Menurut ICJR dan MAPPI FH UI, kasus PA telah membuatnya diadili karena dilatarbelakangi daya paksa yang timbul atas ketimpangan relasi kuasa antara PA dan suaminya.

"PA tidak memiliki ruang untuk menolak permintaan suaminya dan sekarang perkaranya sudah di kasasi, dibanding diputus pidana juga. Kita minta MA lebih benar menerapkan hukumnya," harap dia.

Erasmus mengatakan, PA adalah sosok seorang istri yang dinikahkan saat masih di bawah umur. Perkawinan prematur membuat suami melakukan kekerasan dalam rumah tangga, dengan memaksa PA melakukan konten pornografi dan pornoaksi.

"Dia menjadi korban objek konten, eksploitasi seksual, kekerasan, dan penjualan manusia," kata Eras.

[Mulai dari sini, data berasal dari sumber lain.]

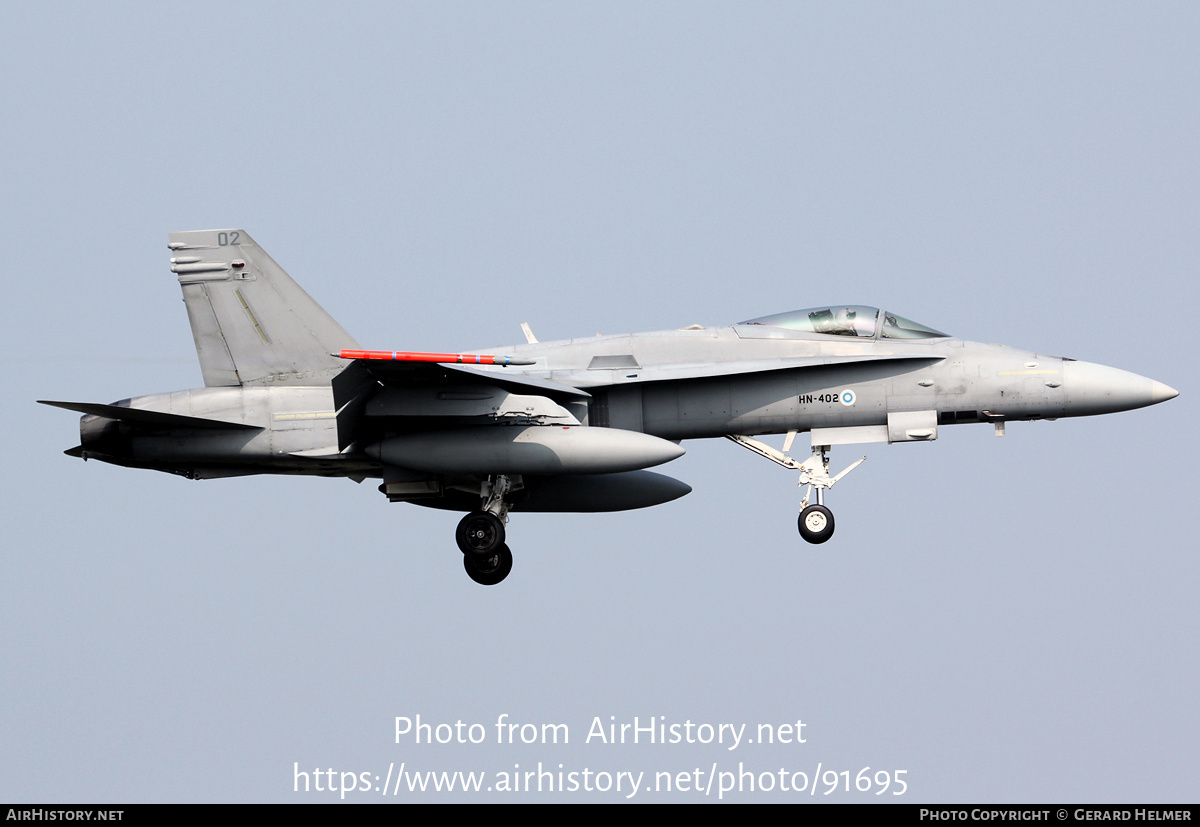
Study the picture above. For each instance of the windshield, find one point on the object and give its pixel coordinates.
(837, 321)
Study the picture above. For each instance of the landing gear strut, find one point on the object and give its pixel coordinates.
(815, 522)
(480, 534)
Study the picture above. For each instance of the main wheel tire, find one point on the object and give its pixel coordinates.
(816, 523)
(491, 569)
(479, 533)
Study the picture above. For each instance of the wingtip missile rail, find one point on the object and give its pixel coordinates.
(448, 358)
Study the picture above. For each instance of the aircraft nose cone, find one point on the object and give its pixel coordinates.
(1096, 389)
(1161, 393)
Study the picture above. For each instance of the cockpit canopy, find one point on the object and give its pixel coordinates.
(857, 321)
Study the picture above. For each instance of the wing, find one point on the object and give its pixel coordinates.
(373, 396)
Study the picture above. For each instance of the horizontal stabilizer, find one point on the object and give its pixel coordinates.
(148, 418)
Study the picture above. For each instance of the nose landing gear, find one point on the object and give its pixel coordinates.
(815, 522)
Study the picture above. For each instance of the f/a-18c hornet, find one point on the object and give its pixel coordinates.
(557, 426)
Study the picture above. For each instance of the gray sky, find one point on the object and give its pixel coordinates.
(1005, 619)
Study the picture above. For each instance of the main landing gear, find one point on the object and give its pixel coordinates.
(480, 534)
(815, 522)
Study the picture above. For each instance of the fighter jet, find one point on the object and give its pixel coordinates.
(557, 426)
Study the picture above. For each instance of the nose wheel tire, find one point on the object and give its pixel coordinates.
(490, 569)
(480, 533)
(816, 523)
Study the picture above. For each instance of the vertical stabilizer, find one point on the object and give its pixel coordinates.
(252, 324)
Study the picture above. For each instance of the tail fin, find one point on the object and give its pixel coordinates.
(252, 324)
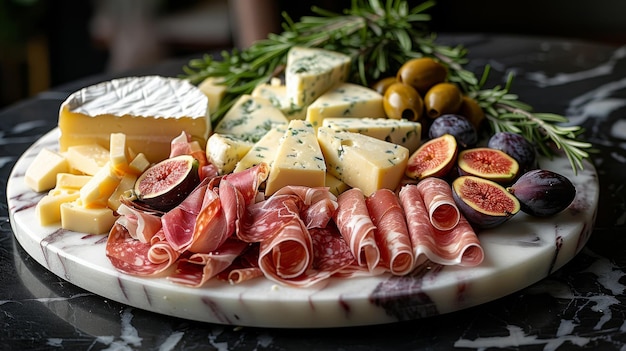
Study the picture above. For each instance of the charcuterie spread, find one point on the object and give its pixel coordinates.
(302, 179)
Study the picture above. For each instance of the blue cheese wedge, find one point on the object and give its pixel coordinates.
(310, 72)
(250, 118)
(225, 150)
(397, 131)
(346, 100)
(299, 159)
(362, 161)
(149, 110)
(263, 150)
(276, 93)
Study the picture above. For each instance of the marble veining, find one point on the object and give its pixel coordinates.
(579, 305)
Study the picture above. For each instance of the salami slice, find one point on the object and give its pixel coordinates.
(355, 225)
(442, 210)
(392, 234)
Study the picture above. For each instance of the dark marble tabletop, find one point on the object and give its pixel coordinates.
(579, 306)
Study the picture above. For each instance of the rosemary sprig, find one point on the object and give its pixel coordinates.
(380, 37)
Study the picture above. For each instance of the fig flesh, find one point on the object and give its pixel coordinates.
(515, 146)
(456, 125)
(543, 193)
(491, 164)
(167, 183)
(435, 158)
(484, 203)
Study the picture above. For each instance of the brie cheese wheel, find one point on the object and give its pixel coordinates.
(149, 110)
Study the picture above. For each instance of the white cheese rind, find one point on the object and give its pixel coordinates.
(310, 72)
(346, 100)
(150, 110)
(299, 159)
(397, 131)
(362, 161)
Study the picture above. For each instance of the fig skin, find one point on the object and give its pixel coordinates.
(515, 146)
(167, 183)
(484, 203)
(543, 193)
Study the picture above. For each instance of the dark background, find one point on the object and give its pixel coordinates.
(48, 43)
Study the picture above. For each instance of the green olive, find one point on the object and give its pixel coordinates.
(422, 73)
(472, 111)
(402, 101)
(381, 85)
(442, 98)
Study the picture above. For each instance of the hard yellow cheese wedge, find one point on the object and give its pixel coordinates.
(362, 161)
(299, 159)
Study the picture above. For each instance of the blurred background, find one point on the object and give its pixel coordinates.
(47, 43)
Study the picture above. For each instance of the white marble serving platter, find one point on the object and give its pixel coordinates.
(517, 254)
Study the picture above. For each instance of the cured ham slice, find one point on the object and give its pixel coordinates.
(459, 245)
(356, 227)
(392, 234)
(133, 257)
(198, 268)
(437, 195)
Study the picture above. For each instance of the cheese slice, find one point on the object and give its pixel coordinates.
(310, 72)
(42, 172)
(99, 188)
(362, 161)
(346, 100)
(250, 118)
(78, 218)
(299, 159)
(224, 151)
(397, 131)
(150, 110)
(263, 150)
(214, 91)
(276, 93)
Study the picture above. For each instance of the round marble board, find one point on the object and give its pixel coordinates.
(517, 254)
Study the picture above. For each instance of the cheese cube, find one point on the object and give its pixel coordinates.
(48, 209)
(150, 110)
(310, 72)
(71, 181)
(276, 93)
(41, 173)
(299, 159)
(87, 159)
(124, 188)
(397, 131)
(250, 118)
(75, 217)
(214, 92)
(346, 100)
(263, 150)
(362, 161)
(224, 151)
(98, 189)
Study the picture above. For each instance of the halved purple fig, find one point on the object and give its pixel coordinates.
(167, 183)
(484, 203)
(543, 193)
(435, 158)
(487, 163)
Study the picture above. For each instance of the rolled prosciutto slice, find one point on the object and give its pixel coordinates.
(459, 245)
(391, 233)
(356, 227)
(442, 210)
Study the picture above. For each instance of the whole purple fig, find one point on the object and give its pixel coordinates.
(543, 193)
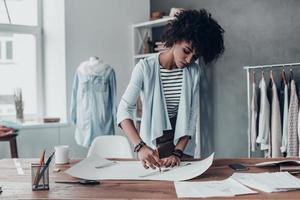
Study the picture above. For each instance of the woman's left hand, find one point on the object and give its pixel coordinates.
(171, 161)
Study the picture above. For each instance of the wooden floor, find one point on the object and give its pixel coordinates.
(16, 186)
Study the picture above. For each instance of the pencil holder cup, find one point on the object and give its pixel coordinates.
(39, 177)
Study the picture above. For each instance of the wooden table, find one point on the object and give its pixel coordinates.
(16, 186)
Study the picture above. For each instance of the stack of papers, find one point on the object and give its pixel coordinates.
(268, 182)
(224, 188)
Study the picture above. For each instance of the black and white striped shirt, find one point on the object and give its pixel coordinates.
(172, 83)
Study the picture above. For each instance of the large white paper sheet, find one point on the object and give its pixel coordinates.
(133, 170)
(268, 182)
(225, 188)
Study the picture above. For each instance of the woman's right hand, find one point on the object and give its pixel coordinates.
(149, 157)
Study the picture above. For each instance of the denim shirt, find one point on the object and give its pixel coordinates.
(145, 81)
(93, 107)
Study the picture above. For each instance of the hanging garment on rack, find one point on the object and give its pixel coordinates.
(253, 127)
(263, 137)
(293, 142)
(275, 123)
(93, 107)
(285, 119)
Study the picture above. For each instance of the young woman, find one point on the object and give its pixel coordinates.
(169, 87)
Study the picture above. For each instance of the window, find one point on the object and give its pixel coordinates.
(20, 55)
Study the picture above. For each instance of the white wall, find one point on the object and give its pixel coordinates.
(93, 27)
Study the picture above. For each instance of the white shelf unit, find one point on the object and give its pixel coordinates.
(142, 31)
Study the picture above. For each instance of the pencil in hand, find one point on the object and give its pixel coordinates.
(157, 153)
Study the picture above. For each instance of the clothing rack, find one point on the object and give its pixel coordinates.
(248, 68)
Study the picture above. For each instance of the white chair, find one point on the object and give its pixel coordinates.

Dia mengatakan, akibat suaminya meninggal dunia, PA harus menanggung semua perbuatannya. Ia dijerat sebagai pelaku dengan Pasal Pornografi karena turut menjadi model dalam konten terkait.

Pengadilan Negeri Garut pun menjatuhkan hukuman 3 tahun penjara. Karena hal tersebut, ICJR dan MAPPI FH UI berjuang untuk mencari keadilan bagi PA.

Saksikan video pilihan di bawah ini:

Vonis PA

Berkas Dokumen Arsip File
Ilustrasi Foto Berkas atau Dokumen. (iStockphoto)

Sebelumnya, Majelis Hakim Pengadilan Negeri Garut, Jawa Barat, memvonis terdakwa wanita pemeran dalam kasus video mengandung pornografi dengan hukuman tiga tahun penjara dan denda Rp 1 miliar subsider tiga bulan penjara karena terbukti melanggar Undang-Undang Pornografi.

"Menjatuhkan pidana kepada terdakwa dikenai hukuman pidana tiga tahun dan denda Rp 1 miliar subsider tiga bulan penjara," kata Ketua Majelis Hakim Hasanuddin di Pengadilan Negeri Kabupaten Garut, Kamis 2 April 2020.

Ketua Majelis Hakim Hasanudin menyatakan, terdakwa bersalah secara sah terlibat dalam adegan video asusila itu sehingga melanggar Pasal 8 Undang-undang Pornografi.

"Terdakwa bersalah secara sah dan turut serta dalam objek yang mengandung pornografi," tegas dia seperti dikutip Antara.

Dua pemeran pria sudah divonis Pengadilan Negeri Garut dengan hukuman dua tahun sembilan bulan penjara dan denda Rp 1 miliar subsider tiga bulan penjara.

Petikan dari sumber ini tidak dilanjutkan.